La legge proporzionale pura porterebbe a due ipotetiche conseguenze. In primis, ad una potenziale e minore partecipazione al voto. Quindi al “sacrificio” del blocco centrista, schiacciato dalla polarizzazione di media e sentiment popolare (social like/no like). Concreta poi l’ipotesi che il ritorno al proporzionale sia percepito come un’operazione nata nel freddo di una stanza e non dalle esigenze della società (magari è anche vero). Va ricordato, infatti, che quando sono stati chiamati a scegliere attraverso referendum, i cittadini hanno sempre preferito le opzioni maggioritarie.

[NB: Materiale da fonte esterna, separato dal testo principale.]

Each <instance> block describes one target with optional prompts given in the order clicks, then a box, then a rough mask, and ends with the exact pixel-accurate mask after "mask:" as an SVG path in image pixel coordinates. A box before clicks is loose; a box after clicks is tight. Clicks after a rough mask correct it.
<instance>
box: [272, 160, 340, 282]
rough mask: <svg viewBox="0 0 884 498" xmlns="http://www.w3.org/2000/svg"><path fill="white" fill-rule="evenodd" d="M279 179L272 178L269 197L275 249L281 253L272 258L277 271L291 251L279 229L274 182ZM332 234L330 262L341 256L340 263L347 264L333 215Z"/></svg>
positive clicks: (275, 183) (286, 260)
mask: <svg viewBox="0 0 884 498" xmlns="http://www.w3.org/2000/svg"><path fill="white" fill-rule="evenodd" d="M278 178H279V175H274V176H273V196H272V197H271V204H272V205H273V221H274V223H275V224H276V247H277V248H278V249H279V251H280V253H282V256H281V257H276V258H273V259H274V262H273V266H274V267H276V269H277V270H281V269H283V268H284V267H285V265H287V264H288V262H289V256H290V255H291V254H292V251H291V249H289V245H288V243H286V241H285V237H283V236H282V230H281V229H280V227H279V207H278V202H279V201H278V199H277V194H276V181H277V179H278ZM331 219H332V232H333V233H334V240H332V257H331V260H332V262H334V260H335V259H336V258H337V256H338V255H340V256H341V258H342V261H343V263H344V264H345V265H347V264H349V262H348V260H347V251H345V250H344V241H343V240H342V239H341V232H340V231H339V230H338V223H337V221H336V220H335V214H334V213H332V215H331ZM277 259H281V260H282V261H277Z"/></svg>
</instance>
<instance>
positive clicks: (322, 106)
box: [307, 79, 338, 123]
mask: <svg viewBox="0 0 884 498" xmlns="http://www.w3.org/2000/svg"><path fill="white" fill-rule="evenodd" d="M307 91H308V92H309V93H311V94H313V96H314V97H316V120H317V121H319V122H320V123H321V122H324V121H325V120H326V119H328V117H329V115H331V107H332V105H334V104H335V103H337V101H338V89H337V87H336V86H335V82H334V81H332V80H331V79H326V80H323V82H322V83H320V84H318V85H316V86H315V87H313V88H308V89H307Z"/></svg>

Un dato pare già da ora chiaro: con l’adozione del proporzionale la nascita di un terzo polo centrista è inevitabile. Da capire, semmai, è se questo polo possa essere capace di ottenere consenso, per i motivi di cui sopra. A ciò occorre aggiungere il fatto che spesso ci si dimentica che la nostra è una democrazia basata sulla rappresentanza e non sulla meritocrazia: contrapporre chiaramente persone di buon senso a sovranisti/populisti (edit. Linkiesta) potrebbe regalare spiacevoli sorprese, con élite e le attuali classi dirigenti che nel contarsi rischierebbero di certificarsi come minoranza delle minoranze.
Poiché le istanze del “polo centrista” sono spesso le uniche che coniugano buonsenso e sostenibilità (di bilancio in particolare), le domande a parere di chi scrive, su cui il dibattito politico è ancora troppo arido, sono: come rendere concrete queste posizioni? Come portarle ai tavoli decisionali citati in apertura?
E ancora: meglio perseverare con coraggio e lungimiranza nella creazione di questo nuovo terzo polo anti-sovranista e anti-populista, oppure è preferibile che i “moderati” siano divisi e ripartiti, come nella seconda repubblica, all’interno di entrambi gli schieramenti di un centrosinistra (o centrodestra) senza trattino, nella speranza che riescano a condizionarne l’azione politica?
A questo punto un chiaro ritorno a quest’ultima strada sarebbe il colpo di scena, la mossa del cavallo, ispirata da saggezza e lungimiranza. Forse per questo non avverrà.
Proporzionale e così sia ma, almeno, con alcune preghiere: che si parli, discuta e si decida sul ritorno alle preferenze. Che si affronti con coraggio il tema del finanziamento dei partiti e quello, ad esso collegato, della democrazia interna ai partiti.
E se il polo centrista nascesse che sia ‘terzo’ davvero: via i dogmi, via i veti: bisogna prendere atto che la politica non si divide in buoni e cattivi.
Le libertà non hanno pregiudizi né a destra né a sinistra.